Данилушко, видно, заигрался, а старик задремал по малости. Сколько-то коровёнок у них и отбилось. Как стали на выгон собирать, глядят — той нет, другой нет. Искать кинулись, да где тебе. Пасли около Ельничной… Самое тут волчье место, глухое… Одну только коровёнку и нашли. Пригнали стадо домой… Так и так обсказали. Ну, из завода тоже побежали — поехали на розыски, да не нашли.

Расправа тогда, известно, какая была. За всякую вину спину кажи. На грех ещё одна-то корова из приказчичьего двора была. Тут и вовсе спуску не жди. Растянули сперва старика, потом и до Данилушки дошло, а он худенький да тощенький. Господский палач оговорился даже:

— Экой-то, — говорит, — с одного разу сомлеет, а то и вовсе душу выпустит.

Ударил всё-таки — не пожалел, а Данилушка молчит. Палач его вдругорядь — молчит, втретьи — молчит. Палач тут и расстервенился, давай палысать со всего плеча, а сам кричит:

— Я тебя, молчуна, доведу… Дашь голос… Дашь!

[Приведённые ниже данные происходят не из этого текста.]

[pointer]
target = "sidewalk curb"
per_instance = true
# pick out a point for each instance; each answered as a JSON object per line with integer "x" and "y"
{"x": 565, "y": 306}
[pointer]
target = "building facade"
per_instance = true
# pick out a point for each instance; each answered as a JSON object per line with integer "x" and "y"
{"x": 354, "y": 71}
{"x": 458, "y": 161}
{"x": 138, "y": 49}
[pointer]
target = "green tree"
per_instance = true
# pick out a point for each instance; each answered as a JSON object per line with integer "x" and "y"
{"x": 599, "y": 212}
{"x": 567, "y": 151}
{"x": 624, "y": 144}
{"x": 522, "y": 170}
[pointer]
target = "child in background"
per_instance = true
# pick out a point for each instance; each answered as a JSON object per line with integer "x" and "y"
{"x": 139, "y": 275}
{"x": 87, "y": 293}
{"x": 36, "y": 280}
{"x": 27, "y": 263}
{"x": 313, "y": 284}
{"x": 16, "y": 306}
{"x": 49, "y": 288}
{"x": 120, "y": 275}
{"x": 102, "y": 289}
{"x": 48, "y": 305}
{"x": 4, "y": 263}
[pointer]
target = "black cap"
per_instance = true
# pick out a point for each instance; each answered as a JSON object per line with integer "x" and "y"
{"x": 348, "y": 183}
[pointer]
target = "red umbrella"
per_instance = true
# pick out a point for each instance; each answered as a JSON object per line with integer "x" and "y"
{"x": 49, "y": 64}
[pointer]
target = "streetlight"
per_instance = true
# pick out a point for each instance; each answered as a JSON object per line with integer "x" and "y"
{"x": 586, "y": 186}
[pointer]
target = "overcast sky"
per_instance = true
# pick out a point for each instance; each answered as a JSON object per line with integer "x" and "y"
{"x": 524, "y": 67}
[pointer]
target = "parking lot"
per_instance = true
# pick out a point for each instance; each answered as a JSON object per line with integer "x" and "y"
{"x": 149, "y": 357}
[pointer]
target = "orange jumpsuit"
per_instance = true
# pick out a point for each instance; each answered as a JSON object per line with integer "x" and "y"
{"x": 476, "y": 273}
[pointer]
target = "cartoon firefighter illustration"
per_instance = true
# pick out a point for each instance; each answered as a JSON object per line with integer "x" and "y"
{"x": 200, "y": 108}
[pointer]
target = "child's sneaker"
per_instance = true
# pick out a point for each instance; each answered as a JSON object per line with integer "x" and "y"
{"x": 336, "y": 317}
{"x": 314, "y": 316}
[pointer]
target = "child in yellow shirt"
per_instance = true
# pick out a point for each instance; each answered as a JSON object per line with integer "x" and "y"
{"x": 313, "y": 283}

Данилушко дрожит весь, слёзы каплют, а молчит. Закусил губёнку-то и укрепился. Так и сомлел, а словечка от него не слыхали. Приказчик, — он тут же, конечно, был, удивился:

— Какой ещё терпеливый выискался! Теперь знаю, куда его поставить, коли живой останется.

Отлежался-таки Данилушко. Бабушка Вихориха его на ноги поставила. Была, сказывают, старушка такая. Заместо лекаря по нашим заводам на большой славе была. Силу в травах знала: которая от зубов, которая от надсады, которая от ломоты… Ну, всё как есть. Сама те травы собирала в самое время, когда какая трава полную силу имела. Из таких трав да корешков настойки готовила, отвары варила да с мазями мешала.

Хорошо Данилушке у этой бабушки Вихорихи пожилось. Старушка, слышь-ко, ласковая да словоохотливая, а трав да корешков, да цветков всяких у ней насушено да навешено по всей избе. Данилушко к травам-то любопытен — как эту зовут? где растёт? какой цветок? Старушка ему и рассказывает.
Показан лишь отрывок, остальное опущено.